You’ll keep making repayments for the length of the term until the balance is clear. As you reach the end of your loan term, it may be possible to make a lump-sum payment to clear what’s left outstanding.
Whether you take out a homeowner or personal loan, you should apply for it in your own name. You are then solely responsible for repaying it.
Taking out a loan WITH someone else
In this case, the process is exactly the same but instead of just taking into account your finances, the lender will also take into account your partner’s.
This is a loan that you are both named on and so both responsible for.
Taking out a loan FOR someone else
Both of the options we’ve looked at so far are perfectly legal. You are borrowing the money for your own use and agreeing to pay it back.
Another option is that someone else applies for a loan in their name and asks you to act as guarantor. In this situation, they will receive the money – not you – and they will be responsible for repaying it.

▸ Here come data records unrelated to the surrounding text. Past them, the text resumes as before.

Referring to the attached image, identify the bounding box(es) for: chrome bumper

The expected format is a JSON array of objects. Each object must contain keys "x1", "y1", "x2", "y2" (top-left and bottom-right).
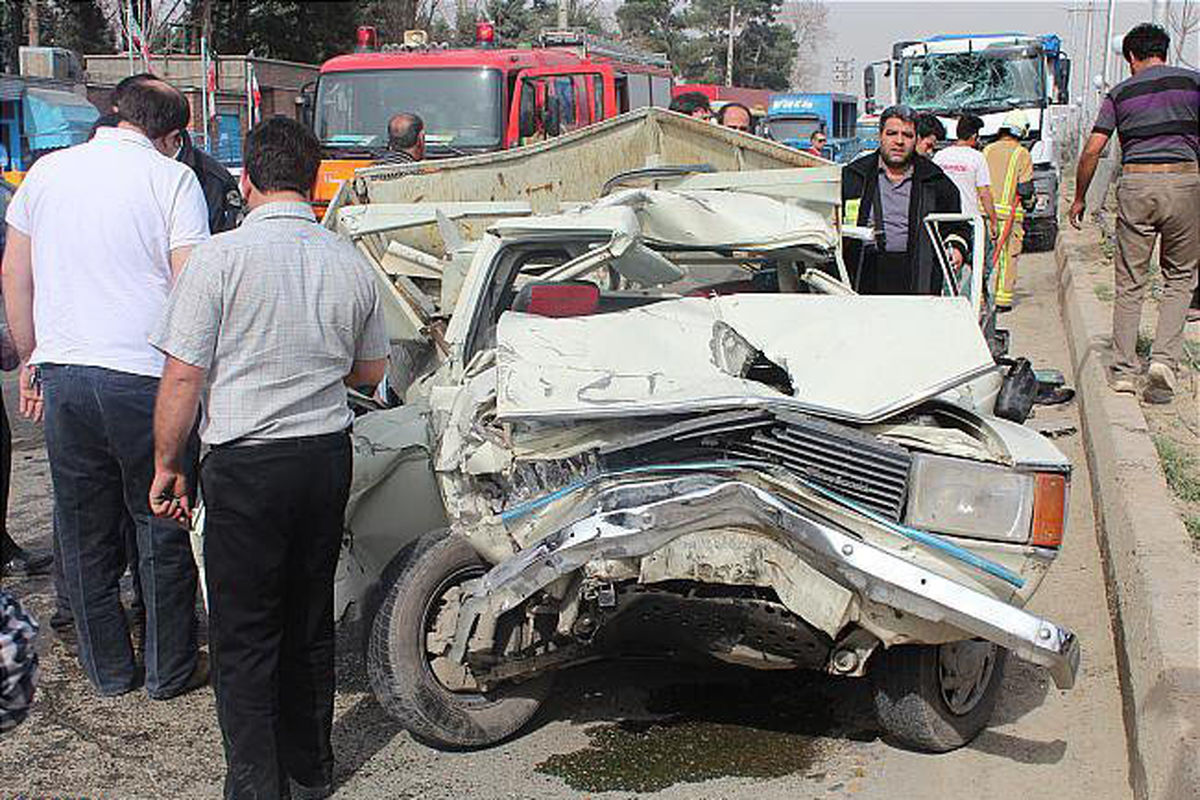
[{"x1": 452, "y1": 474, "x2": 1080, "y2": 690}]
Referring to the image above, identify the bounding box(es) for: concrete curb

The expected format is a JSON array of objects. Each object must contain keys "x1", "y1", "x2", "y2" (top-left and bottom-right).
[{"x1": 1055, "y1": 241, "x2": 1199, "y2": 800}]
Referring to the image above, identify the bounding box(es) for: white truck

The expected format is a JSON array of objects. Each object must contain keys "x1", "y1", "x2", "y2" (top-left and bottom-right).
[{"x1": 863, "y1": 33, "x2": 1073, "y2": 252}]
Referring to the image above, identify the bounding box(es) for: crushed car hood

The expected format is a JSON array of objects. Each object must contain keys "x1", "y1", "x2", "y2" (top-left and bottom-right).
[{"x1": 496, "y1": 294, "x2": 997, "y2": 424}]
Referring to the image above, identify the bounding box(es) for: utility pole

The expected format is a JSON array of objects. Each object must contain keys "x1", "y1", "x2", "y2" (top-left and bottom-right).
[
  {"x1": 557, "y1": 0, "x2": 568, "y2": 29},
  {"x1": 1078, "y1": 0, "x2": 1097, "y2": 154},
  {"x1": 27, "y1": 0, "x2": 39, "y2": 48},
  {"x1": 1101, "y1": 0, "x2": 1117, "y2": 89},
  {"x1": 725, "y1": 4, "x2": 735, "y2": 87}
]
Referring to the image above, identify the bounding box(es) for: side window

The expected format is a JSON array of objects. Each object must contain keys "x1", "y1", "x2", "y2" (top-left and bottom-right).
[
  {"x1": 518, "y1": 78, "x2": 540, "y2": 145},
  {"x1": 615, "y1": 76, "x2": 630, "y2": 114},
  {"x1": 628, "y1": 73, "x2": 652, "y2": 109},
  {"x1": 651, "y1": 76, "x2": 672, "y2": 107},
  {"x1": 591, "y1": 75, "x2": 604, "y2": 120}
]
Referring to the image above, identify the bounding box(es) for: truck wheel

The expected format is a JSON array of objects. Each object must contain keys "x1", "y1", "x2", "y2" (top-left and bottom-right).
[
  {"x1": 367, "y1": 528, "x2": 550, "y2": 748},
  {"x1": 871, "y1": 641, "x2": 1007, "y2": 752},
  {"x1": 1024, "y1": 221, "x2": 1058, "y2": 253}
]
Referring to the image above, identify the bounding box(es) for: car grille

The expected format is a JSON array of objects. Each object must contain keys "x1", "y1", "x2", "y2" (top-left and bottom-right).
[
  {"x1": 605, "y1": 409, "x2": 914, "y2": 522},
  {"x1": 691, "y1": 411, "x2": 912, "y2": 521}
]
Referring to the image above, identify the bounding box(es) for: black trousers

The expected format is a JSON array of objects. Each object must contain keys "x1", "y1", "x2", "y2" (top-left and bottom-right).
[
  {"x1": 200, "y1": 431, "x2": 351, "y2": 800},
  {"x1": 857, "y1": 251, "x2": 918, "y2": 295}
]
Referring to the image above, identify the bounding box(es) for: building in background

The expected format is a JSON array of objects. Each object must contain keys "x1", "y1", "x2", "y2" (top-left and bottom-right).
[{"x1": 84, "y1": 54, "x2": 317, "y2": 165}]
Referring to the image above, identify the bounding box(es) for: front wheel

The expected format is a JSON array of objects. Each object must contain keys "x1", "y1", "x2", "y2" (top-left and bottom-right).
[
  {"x1": 367, "y1": 529, "x2": 550, "y2": 748},
  {"x1": 872, "y1": 641, "x2": 1007, "y2": 752}
]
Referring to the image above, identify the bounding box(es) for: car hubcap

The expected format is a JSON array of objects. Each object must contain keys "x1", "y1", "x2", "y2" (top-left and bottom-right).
[
  {"x1": 938, "y1": 640, "x2": 997, "y2": 715},
  {"x1": 423, "y1": 567, "x2": 484, "y2": 693}
]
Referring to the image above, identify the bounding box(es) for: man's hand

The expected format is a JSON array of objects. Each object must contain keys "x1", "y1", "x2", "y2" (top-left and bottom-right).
[
  {"x1": 1069, "y1": 198, "x2": 1087, "y2": 230},
  {"x1": 17, "y1": 363, "x2": 42, "y2": 423},
  {"x1": 149, "y1": 467, "x2": 191, "y2": 525}
]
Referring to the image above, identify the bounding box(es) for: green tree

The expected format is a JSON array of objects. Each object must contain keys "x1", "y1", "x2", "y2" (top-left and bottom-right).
[
  {"x1": 39, "y1": 0, "x2": 116, "y2": 55},
  {"x1": 684, "y1": 0, "x2": 796, "y2": 89},
  {"x1": 190, "y1": 1, "x2": 360, "y2": 63},
  {"x1": 616, "y1": 0, "x2": 691, "y2": 67}
]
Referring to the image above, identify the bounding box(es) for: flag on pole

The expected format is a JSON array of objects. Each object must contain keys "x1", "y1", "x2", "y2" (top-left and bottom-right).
[
  {"x1": 247, "y1": 63, "x2": 261, "y2": 125},
  {"x1": 126, "y1": 2, "x2": 152, "y2": 68},
  {"x1": 206, "y1": 55, "x2": 218, "y2": 122}
]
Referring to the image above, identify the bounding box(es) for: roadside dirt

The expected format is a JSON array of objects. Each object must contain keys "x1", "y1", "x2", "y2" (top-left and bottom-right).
[{"x1": 1064, "y1": 190, "x2": 1200, "y2": 551}]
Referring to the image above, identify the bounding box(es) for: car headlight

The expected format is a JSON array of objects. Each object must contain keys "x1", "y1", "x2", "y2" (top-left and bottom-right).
[{"x1": 906, "y1": 454, "x2": 1067, "y2": 545}]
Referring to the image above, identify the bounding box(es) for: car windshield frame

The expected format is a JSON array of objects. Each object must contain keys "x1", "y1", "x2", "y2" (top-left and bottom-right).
[
  {"x1": 899, "y1": 51, "x2": 1045, "y2": 114},
  {"x1": 314, "y1": 67, "x2": 505, "y2": 153}
]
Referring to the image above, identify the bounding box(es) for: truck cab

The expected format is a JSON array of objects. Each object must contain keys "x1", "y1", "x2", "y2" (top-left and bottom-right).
[
  {"x1": 305, "y1": 27, "x2": 672, "y2": 214},
  {"x1": 764, "y1": 92, "x2": 862, "y2": 162},
  {"x1": 863, "y1": 33, "x2": 1071, "y2": 251}
]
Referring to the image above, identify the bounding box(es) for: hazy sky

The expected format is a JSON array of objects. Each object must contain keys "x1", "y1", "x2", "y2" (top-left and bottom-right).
[{"x1": 807, "y1": 0, "x2": 1194, "y2": 97}]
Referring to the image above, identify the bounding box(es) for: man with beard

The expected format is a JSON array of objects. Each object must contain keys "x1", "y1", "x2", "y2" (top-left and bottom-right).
[{"x1": 841, "y1": 105, "x2": 962, "y2": 295}]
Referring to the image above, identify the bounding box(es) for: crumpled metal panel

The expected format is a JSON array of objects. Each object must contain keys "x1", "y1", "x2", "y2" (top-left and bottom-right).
[
  {"x1": 489, "y1": 187, "x2": 838, "y2": 252},
  {"x1": 495, "y1": 294, "x2": 996, "y2": 424}
]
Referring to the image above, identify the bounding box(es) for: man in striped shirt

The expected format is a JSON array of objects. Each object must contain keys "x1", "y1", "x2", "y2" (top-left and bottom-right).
[{"x1": 1070, "y1": 23, "x2": 1199, "y2": 403}]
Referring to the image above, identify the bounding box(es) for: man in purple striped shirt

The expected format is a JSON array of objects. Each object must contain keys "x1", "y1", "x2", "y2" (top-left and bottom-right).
[{"x1": 1070, "y1": 23, "x2": 1199, "y2": 403}]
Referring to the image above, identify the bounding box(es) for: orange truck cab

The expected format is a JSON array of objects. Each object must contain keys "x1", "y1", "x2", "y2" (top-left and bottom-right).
[{"x1": 304, "y1": 26, "x2": 673, "y2": 214}]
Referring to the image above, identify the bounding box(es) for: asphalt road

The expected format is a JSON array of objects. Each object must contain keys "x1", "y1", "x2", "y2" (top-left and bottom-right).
[{"x1": 0, "y1": 250, "x2": 1132, "y2": 799}]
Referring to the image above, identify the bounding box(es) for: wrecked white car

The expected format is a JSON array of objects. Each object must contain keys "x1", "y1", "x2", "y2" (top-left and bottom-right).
[{"x1": 332, "y1": 168, "x2": 1080, "y2": 756}]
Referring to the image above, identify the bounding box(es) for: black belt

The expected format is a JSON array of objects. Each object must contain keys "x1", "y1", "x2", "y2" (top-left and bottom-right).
[{"x1": 212, "y1": 428, "x2": 350, "y2": 451}]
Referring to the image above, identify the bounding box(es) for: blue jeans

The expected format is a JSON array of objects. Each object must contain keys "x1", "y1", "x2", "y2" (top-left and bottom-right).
[{"x1": 41, "y1": 364, "x2": 198, "y2": 697}]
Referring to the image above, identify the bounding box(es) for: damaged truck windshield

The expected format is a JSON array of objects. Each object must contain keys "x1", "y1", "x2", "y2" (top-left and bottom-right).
[{"x1": 900, "y1": 50, "x2": 1044, "y2": 114}]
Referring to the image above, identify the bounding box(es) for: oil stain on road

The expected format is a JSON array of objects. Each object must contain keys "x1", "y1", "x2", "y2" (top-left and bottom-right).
[{"x1": 536, "y1": 668, "x2": 877, "y2": 792}]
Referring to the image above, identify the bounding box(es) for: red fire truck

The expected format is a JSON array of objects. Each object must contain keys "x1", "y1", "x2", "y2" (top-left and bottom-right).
[{"x1": 305, "y1": 25, "x2": 673, "y2": 210}]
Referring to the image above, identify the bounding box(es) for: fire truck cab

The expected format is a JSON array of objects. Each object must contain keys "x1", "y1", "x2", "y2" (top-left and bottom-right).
[{"x1": 306, "y1": 27, "x2": 672, "y2": 210}]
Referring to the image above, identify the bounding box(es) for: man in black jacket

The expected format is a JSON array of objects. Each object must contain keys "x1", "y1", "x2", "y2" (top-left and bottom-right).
[
  {"x1": 842, "y1": 105, "x2": 962, "y2": 295},
  {"x1": 177, "y1": 131, "x2": 243, "y2": 234},
  {"x1": 106, "y1": 74, "x2": 243, "y2": 234}
]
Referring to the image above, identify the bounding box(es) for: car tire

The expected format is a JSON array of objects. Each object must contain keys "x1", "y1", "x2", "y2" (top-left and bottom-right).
[
  {"x1": 367, "y1": 528, "x2": 550, "y2": 749},
  {"x1": 871, "y1": 641, "x2": 1007, "y2": 753}
]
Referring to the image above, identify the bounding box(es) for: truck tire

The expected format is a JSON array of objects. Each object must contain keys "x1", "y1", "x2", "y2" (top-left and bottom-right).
[
  {"x1": 1023, "y1": 220, "x2": 1058, "y2": 253},
  {"x1": 367, "y1": 528, "x2": 551, "y2": 748},
  {"x1": 872, "y1": 641, "x2": 1007, "y2": 752}
]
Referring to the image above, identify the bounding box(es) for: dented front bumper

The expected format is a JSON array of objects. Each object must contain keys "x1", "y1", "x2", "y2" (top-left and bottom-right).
[{"x1": 451, "y1": 474, "x2": 1080, "y2": 689}]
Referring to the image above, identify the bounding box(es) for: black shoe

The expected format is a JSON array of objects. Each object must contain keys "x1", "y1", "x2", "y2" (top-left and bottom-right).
[{"x1": 4, "y1": 547, "x2": 53, "y2": 576}]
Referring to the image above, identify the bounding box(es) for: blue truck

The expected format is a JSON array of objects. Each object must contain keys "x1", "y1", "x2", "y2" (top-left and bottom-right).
[{"x1": 762, "y1": 92, "x2": 864, "y2": 162}]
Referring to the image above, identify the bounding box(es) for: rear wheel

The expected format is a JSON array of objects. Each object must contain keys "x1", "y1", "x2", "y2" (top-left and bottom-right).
[
  {"x1": 872, "y1": 641, "x2": 1007, "y2": 752},
  {"x1": 367, "y1": 529, "x2": 550, "y2": 748}
]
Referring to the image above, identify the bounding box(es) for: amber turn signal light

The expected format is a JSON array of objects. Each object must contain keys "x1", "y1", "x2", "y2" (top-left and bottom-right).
[{"x1": 1031, "y1": 473, "x2": 1068, "y2": 547}]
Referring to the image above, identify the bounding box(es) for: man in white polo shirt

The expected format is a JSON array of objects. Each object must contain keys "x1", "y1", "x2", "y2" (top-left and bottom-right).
[{"x1": 1, "y1": 77, "x2": 210, "y2": 698}]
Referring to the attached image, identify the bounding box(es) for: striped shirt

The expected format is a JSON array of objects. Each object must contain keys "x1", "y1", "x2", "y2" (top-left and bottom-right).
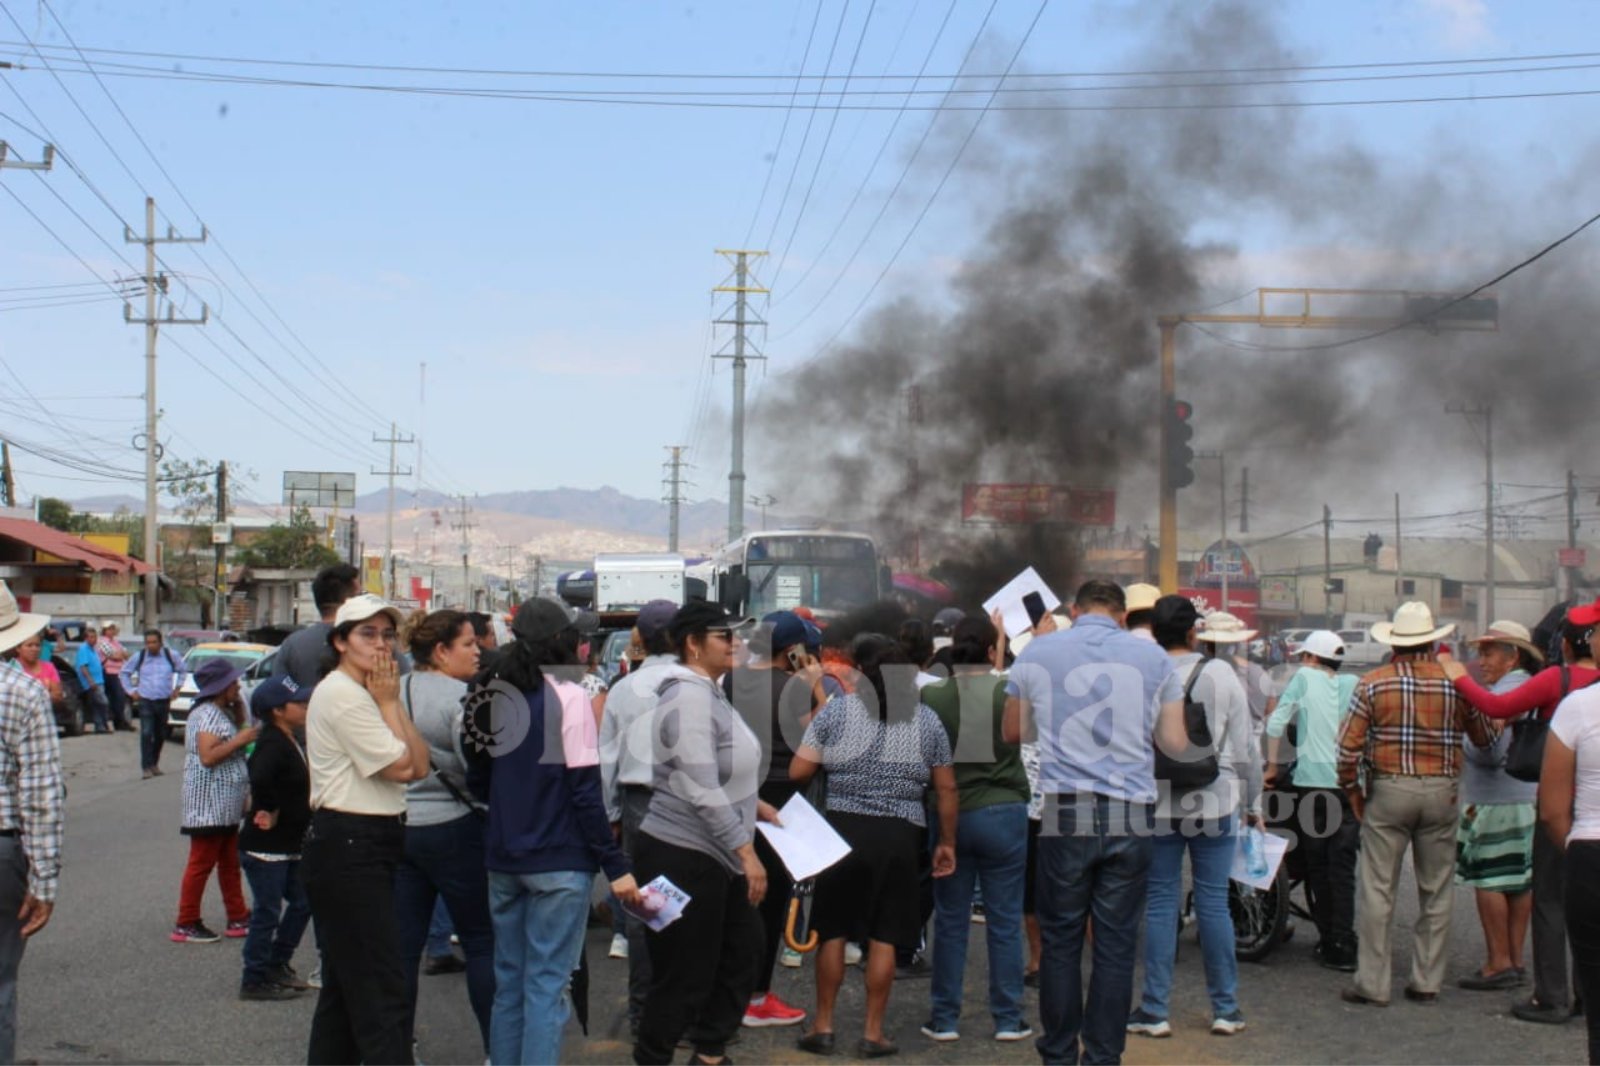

But, where a guarantor loan differs is that if they stop making their repayments, the lender expects you to take over.
You may agree to be a guarantor on someone’s loan – it’s common for parents to do this for their children, for example.
Power of Attorney
But while you can act as a guarantor for someone else taking out a loan, is it possible to actually apply and take out a loan in their name and on their behalf?
Well, the only way that you can legally take out a loan in someone else’s name is if you have Power of Attorney (POA) over their finances.
POA is granted when someone is unable to run their finances properly themselves, either because they’re in poor physical or mental health, for example.
If you have Power of Attorney over someone else’s finances and they wish to take out a loan, you will be in charge of applying for this on their behalf – if you think it’s in their best interests to do so.
The money from the loan is theirs, the debt will be in their name and they will be responsible for repaying it.
Bear in mind that, depending on why you have Power of Attorney, the applicant may struggle to be accepted for a loan (for example, if they are unable to work, they could be turned down once the lender realises they don’t have the money coming in to cover their repayments).
When is it not legal?
So far, we’ve outlined the main ways to legally take out a loan.
However, if you take out a loan in someone else’s name - either with or without their consent or knowledge - it is illegal and, quite simply, you are committing fraud. Even if you have permission from the person whose name you’re using, the lender you’re applying to will carry out all their checks on that person and not you when processing your application.
This is fraud because you are misleading the lender by making them think it’s someone else who’s applying to borrow from them.